# Mid East Regional IPO this weekend



## wolfstraum (May 2, 2003)

Want to congratulate my good friend Dan Cox as both a competitor and a breeder!

Dan has my Furious v Wolfstraum, from my Basha, has had 2 litters to his male Chuck. Mostly just a house dog and breeding female, he just started working this year for the 2 and 3....

V Furious v Wolfstraum, IPO3, KKL1 earned her IPO3 at the Mid East Regional today. She was 6th overall, and got 81 90 90 - she walked 2 articles....

The cool thing is that Ava, Furi's daughter, was also entered for an IPO2.
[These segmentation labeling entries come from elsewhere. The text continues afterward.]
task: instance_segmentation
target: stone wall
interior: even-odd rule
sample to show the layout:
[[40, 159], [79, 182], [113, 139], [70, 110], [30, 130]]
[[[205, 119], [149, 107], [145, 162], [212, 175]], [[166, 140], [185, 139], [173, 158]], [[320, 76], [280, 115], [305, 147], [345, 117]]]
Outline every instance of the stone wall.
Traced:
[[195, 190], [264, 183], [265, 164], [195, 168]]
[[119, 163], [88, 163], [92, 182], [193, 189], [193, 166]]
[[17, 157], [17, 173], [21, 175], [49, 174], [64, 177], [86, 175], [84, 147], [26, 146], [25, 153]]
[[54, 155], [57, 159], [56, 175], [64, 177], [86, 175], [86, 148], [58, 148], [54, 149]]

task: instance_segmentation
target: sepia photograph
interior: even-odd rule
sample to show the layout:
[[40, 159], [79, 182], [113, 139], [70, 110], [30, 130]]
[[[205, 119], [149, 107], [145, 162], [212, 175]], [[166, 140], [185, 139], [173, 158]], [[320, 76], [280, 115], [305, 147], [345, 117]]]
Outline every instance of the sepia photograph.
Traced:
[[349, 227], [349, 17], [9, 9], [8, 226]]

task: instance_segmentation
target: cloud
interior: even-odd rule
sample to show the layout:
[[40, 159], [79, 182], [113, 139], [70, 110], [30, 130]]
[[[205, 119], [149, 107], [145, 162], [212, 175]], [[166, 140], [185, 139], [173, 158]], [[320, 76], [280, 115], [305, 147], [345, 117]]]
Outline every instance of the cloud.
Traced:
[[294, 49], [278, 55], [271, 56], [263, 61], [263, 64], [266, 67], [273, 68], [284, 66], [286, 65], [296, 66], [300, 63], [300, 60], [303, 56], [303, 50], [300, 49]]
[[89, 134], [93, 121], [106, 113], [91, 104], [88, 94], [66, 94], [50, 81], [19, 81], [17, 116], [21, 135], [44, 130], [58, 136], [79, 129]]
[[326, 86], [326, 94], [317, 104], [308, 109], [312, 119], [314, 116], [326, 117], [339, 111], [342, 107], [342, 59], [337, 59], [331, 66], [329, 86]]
Ava v Starkenhund, IPO2 - High IPO2, High Female and High Protection at the Mid East Regional....beating her mother!

Lee


----------



## JakodaCD OA (May 14, 2000)

How cool is that??? Congrats to YOU and Dan


----------



## carmspack (Feb 2, 2011)

Biggest congratulations possible . Hey Furious , strong female pedigree ! her daughter Ava Ava vom Starken Hund - German Shepherd Dog


----------



## phgsd (Jun 6, 2004)

:happyboogie::happyboogie::happyboogie:
Go Furi & Ava!!!


----------



## KristiM (Oct 18, 2011)

That's awesome! Dan is a super nice guy! I talked to him at length about Chuck, Ava and Axel before I got my puppy (he is a 3/4 littermate to Ava.) Big congrats to everyone!


----------



## wolfstraum (May 2, 2003)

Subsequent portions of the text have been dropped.